Lodi News-Sentinel

Portland mayor calls for calm after death of a right-wing activist

- By Richard Read

PORTLAND, Ore. — For months, right-wing extremists had largely stayed away from the Black Lives Matter protests in downtown Portland.

That started to change Aug. 15 with a “Stand Up to Domestic Terrorism” rally, where activists waved American flags and a 27year-old man, who was later arrested, allegedly fired gunshots from his vehicle.

The next weekend in front of the federal courthouse, men in tactical military gear, some carrying assault rifles, clashed with Black Lives Matter protesters carrying shields.

Now the conflict has turned deadly.

The Saturday night shooting death of a man who belonged to a local far-right group has raised the stakes in an escalating political battle that pits city officials against a president who seems intent on fanning the flames of unrest for his political advantage.

The killing in Portland closely follows deadly violence in Kenosha, Wisconsin, last week. Kyle Rittenhous­e, a 17-year-old from Antioch, Ill., who said he had come to defend businesses from protesters, was charged with fatally shooting two men and wounding another.
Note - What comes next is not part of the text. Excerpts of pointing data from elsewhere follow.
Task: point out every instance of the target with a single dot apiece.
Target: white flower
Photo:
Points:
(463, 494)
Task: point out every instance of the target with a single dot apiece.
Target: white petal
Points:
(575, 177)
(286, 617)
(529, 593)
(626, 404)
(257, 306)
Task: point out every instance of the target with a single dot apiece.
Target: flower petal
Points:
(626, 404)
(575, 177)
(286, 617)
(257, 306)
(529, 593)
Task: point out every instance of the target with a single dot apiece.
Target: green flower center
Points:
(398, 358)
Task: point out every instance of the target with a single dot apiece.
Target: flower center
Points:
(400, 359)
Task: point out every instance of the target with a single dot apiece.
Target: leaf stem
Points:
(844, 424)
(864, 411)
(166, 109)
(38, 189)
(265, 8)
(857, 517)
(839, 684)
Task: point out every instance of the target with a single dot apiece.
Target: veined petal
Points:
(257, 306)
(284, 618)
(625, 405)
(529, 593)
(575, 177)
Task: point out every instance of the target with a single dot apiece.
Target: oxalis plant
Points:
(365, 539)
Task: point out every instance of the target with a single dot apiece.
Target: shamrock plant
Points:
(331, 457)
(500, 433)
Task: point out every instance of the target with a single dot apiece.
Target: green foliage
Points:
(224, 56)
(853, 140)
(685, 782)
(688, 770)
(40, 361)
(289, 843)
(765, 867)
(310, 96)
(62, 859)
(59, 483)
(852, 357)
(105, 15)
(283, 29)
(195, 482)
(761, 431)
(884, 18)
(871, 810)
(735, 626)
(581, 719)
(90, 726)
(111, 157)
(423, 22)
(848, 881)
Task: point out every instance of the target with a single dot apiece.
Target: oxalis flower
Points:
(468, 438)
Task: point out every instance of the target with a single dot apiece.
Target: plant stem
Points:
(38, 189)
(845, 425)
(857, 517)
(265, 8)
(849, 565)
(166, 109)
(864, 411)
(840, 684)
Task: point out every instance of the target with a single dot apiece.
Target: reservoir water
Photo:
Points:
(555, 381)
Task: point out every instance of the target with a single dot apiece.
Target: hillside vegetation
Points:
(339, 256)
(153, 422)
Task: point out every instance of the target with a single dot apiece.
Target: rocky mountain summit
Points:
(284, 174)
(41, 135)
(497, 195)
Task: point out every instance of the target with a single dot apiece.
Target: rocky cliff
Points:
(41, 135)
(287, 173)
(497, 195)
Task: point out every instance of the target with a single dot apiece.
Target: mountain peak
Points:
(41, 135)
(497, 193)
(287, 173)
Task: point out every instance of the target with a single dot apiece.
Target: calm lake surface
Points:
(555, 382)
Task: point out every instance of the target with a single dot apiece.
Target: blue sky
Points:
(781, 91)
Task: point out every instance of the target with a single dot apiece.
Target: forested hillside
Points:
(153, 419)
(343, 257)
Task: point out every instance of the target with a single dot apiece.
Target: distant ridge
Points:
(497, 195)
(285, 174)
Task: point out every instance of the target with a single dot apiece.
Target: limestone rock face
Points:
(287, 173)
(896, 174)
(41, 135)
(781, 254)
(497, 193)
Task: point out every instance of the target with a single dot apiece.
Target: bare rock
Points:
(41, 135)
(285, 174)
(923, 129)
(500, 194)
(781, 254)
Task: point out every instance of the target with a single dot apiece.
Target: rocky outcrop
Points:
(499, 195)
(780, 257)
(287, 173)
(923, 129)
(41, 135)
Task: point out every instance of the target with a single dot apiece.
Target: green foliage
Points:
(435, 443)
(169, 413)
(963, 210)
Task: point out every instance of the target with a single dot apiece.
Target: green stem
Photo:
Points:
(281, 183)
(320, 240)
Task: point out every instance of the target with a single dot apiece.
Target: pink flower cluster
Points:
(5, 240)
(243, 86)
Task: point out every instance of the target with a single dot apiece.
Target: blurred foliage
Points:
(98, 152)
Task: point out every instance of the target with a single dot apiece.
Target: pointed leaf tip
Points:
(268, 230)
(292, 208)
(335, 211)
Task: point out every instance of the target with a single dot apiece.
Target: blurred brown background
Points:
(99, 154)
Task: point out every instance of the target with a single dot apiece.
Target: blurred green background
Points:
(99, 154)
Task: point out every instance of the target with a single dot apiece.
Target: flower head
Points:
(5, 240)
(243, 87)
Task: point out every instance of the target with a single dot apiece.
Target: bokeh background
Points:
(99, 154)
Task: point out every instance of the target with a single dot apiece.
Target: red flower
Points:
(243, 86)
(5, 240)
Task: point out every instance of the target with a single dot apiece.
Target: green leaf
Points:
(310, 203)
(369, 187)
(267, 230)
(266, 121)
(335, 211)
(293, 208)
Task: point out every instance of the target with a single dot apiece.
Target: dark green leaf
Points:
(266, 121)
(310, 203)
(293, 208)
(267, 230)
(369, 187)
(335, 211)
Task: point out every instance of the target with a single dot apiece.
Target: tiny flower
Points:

There, as in Portland, the deadly violence occurred after armed right-wing activists descended on Black Lives Matter protests in the name of Trump, who in a combative law-and-order campaign strategy, advocates crackdowns on cities run by Democrats.

On Sunday, Portland Mayor Ted Wheeler pleaded for calm, urging people not to return to downtown to seek retributio­n, as some were threatenin­g on social media.

Speaking at a news conference in City Council chambers, he declined to release details about the shooting, saying a homicide investigat­ion was underway.

The police chief, Chuck Lovell, said detectives hadn’t establishe­d whether it was politicall­y motivated or perhaps “a skirmish between two small groups” or a “problem that erupted between individual­s.”

He said that on Thursday a 16year-old African American had also been shot to death, and three others injured, in circumstan­ces that were still being investigat­ed.

Wheeler directly addressed the president.

“President Trump, for four years we’ve had to live with you and your racist attacks on Black people,” he said. “Do you seriously wonder, Mr. President, why this is the first time in decades that America has seen this level of violence?

“It’s you who have created the hate and division.”

Evidently watching the briefing, Trump tweeted a real-time rebuke.

“Ted Wheeler, the wacky Radical Left Do Nothing Democrat Mayor of Portland, who has watched great death and destructio­n of his city during his tenure, thinks this lawless situation should go on forever. Wrong! Portland will never recover with a fool for a Mayor,” he wrote.

Joey Gibson, the founder of a group called Patriot Prayer, wrote on social media that the man who was killed was Aaron “Jay” Danielson, a supporter who went by the name Jay Bishop.

Founded in 2016, Patriot Prayer is based across the Columbia River in Vancouver, Wash., and describes itself as advocating free speech and opposing big government.